“Go on,” Tony whispered. “Take it, commander! It’s carbon. You can use it as a bullet. A coal-cartridge will kill a man. This jewel’s much harder than stone. There’s no limit to the power of a carbon gun. You can bring down the pyramid with this—commander!”

Desquer still did not move, and Tony deftly slipped the jewel into the gun’s cup. It rested there in its strange setting, beautiful beyond imagination, holding within its fiery heart fortunes and grandeur and death. A jewel—but it was carbon, too. And Desquer’s eyes did not move from the great gem.
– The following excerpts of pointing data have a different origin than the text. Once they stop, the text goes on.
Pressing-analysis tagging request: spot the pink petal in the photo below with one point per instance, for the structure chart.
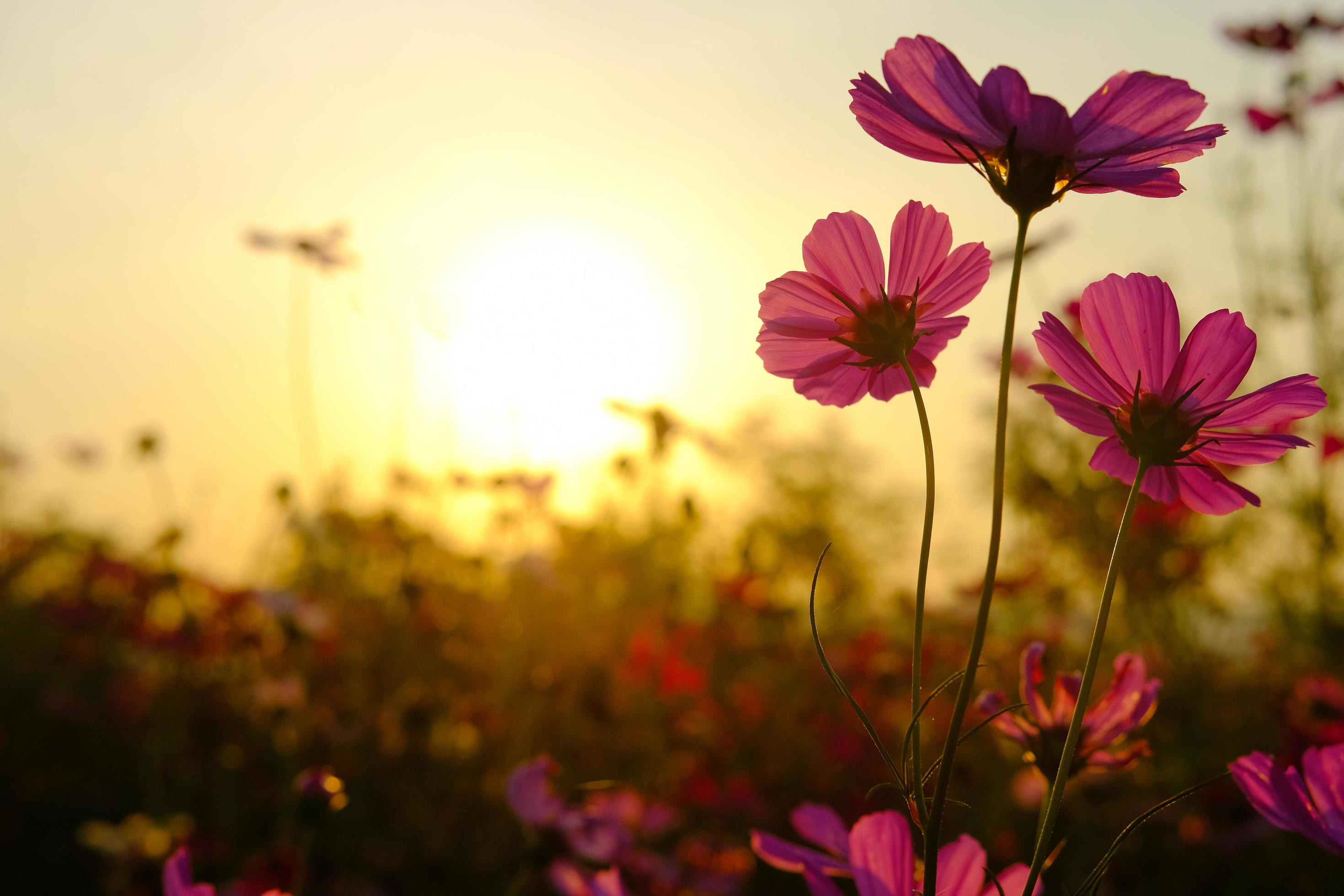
(1042, 124)
(1245, 449)
(1113, 460)
(921, 240)
(1072, 362)
(934, 93)
(794, 358)
(823, 827)
(873, 108)
(1133, 328)
(961, 867)
(1207, 491)
(1074, 409)
(843, 251)
(1216, 358)
(1288, 400)
(956, 283)
(882, 855)
(785, 856)
(1133, 112)
(800, 295)
(1014, 882)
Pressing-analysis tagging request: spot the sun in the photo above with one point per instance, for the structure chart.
(539, 325)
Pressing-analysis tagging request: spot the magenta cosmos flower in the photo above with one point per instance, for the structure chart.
(1127, 706)
(178, 878)
(1160, 402)
(1310, 801)
(1029, 147)
(842, 328)
(880, 855)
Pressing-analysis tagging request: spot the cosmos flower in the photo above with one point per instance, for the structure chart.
(1024, 144)
(842, 328)
(1310, 802)
(1127, 706)
(178, 878)
(1155, 401)
(880, 855)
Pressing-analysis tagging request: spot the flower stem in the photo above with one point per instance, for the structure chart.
(917, 652)
(1076, 726)
(987, 593)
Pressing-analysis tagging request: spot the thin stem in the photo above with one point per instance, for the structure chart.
(1076, 726)
(916, 777)
(997, 513)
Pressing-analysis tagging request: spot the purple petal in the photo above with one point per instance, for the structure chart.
(1216, 358)
(1245, 449)
(1042, 124)
(1014, 882)
(934, 93)
(823, 827)
(1072, 362)
(961, 867)
(1288, 400)
(956, 283)
(882, 855)
(1133, 328)
(1136, 112)
(1207, 491)
(1074, 409)
(785, 856)
(843, 251)
(1113, 460)
(921, 240)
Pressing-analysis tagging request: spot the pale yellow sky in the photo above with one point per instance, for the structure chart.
(625, 175)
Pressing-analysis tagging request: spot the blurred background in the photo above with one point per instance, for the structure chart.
(379, 410)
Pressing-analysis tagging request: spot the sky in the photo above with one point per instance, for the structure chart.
(553, 205)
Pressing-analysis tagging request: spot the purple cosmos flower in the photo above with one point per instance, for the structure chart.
(842, 328)
(1127, 706)
(880, 855)
(1313, 808)
(1027, 145)
(1155, 400)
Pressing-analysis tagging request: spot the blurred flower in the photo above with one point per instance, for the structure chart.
(1152, 398)
(1026, 145)
(842, 334)
(1127, 706)
(880, 855)
(1310, 802)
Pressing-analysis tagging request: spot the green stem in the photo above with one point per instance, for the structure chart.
(1076, 726)
(987, 593)
(917, 777)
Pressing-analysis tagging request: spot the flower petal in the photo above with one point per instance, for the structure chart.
(1133, 328)
(1214, 360)
(823, 827)
(843, 251)
(1074, 409)
(1072, 362)
(961, 867)
(785, 856)
(1288, 400)
(1243, 449)
(921, 238)
(1206, 491)
(882, 855)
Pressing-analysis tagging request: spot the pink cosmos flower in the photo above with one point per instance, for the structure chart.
(1310, 802)
(1127, 706)
(1027, 145)
(178, 878)
(880, 855)
(842, 328)
(1153, 400)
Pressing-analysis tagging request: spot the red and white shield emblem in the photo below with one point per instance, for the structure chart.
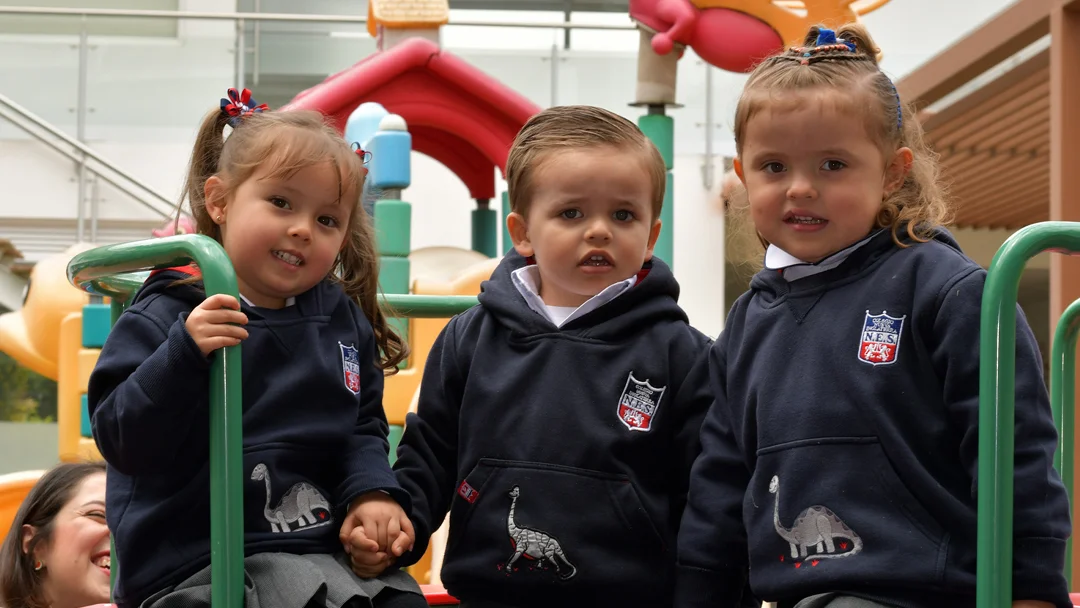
(880, 338)
(638, 403)
(350, 367)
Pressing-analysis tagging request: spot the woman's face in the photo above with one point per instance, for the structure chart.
(77, 556)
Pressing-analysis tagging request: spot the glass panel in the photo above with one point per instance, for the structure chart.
(146, 99)
(96, 26)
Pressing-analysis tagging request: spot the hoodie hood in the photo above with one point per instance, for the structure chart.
(653, 298)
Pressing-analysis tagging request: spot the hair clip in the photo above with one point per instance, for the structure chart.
(365, 156)
(240, 105)
(827, 42)
(900, 109)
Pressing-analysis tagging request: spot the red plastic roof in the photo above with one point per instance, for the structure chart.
(456, 113)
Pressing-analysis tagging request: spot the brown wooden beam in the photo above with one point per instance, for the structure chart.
(1029, 73)
(1000, 38)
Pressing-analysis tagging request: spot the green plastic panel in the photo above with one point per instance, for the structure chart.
(96, 322)
(393, 227)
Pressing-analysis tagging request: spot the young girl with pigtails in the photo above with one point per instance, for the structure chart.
(839, 459)
(281, 192)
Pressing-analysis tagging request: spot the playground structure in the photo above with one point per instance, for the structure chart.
(413, 95)
(93, 271)
(1021, 120)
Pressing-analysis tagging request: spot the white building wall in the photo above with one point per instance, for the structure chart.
(147, 96)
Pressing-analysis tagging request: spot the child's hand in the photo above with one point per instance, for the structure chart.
(367, 562)
(215, 323)
(375, 531)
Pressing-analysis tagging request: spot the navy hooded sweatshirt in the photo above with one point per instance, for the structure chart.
(314, 432)
(840, 455)
(562, 454)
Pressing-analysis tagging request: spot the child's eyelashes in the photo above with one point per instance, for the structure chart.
(621, 215)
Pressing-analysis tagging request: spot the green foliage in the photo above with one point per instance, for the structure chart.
(25, 396)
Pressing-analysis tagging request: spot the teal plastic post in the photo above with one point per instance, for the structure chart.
(1063, 403)
(997, 401)
(93, 272)
(508, 243)
(660, 129)
(484, 230)
(96, 322)
(394, 437)
(391, 170)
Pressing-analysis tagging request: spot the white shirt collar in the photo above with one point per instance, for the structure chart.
(288, 301)
(795, 269)
(527, 281)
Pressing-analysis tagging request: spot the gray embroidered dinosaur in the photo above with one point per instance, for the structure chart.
(534, 543)
(296, 507)
(817, 526)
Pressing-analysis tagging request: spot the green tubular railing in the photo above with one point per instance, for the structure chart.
(118, 271)
(1063, 360)
(997, 401)
(95, 271)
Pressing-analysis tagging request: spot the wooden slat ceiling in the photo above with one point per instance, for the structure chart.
(994, 147)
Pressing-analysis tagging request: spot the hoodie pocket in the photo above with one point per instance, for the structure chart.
(534, 525)
(835, 509)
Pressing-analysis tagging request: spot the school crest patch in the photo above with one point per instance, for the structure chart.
(350, 367)
(879, 342)
(638, 403)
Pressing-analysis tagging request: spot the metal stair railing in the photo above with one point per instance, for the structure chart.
(80, 153)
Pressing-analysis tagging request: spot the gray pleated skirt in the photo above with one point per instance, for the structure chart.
(283, 580)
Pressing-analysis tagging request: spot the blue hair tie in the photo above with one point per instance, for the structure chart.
(825, 37)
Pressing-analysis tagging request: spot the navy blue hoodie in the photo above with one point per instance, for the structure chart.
(562, 454)
(840, 455)
(314, 431)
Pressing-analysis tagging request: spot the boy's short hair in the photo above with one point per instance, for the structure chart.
(564, 127)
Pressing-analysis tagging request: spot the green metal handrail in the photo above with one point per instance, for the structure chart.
(94, 271)
(118, 272)
(1063, 403)
(997, 370)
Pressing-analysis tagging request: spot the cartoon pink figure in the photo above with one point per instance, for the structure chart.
(728, 39)
(183, 226)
“Shoot,” Tony said. “If you do, you lose the Earth Star. If you don’t—it means death.”

The commander’s face was shining with sweat. He glanced up once to the mob of priests, very close now. His gross frame shook with the agony of indecision. To possess the Earth Star—and to know that its possession meant certain doom! He had only to squeeze the trigger, and his enemies would be blasted out of existence. But if he did that—

He would lose the Earth Star!

He snarled at Tony, “So you were the one! The Merlin—”

“Fire!”

Almost involuntarily Desquer brought up the gun and aimed it. He was whispering curses under his breath, putting off until the last moment the decision that must be made sooner or later. And he dared not wait too long. The priests came closer.

The flickering red glow made Desquer’s features scarlet and black; his eyes burned balefully, tortured and terrible. He said, “Damn you! I—I’ll—”

His finger tightened on the trigger. And—stopped.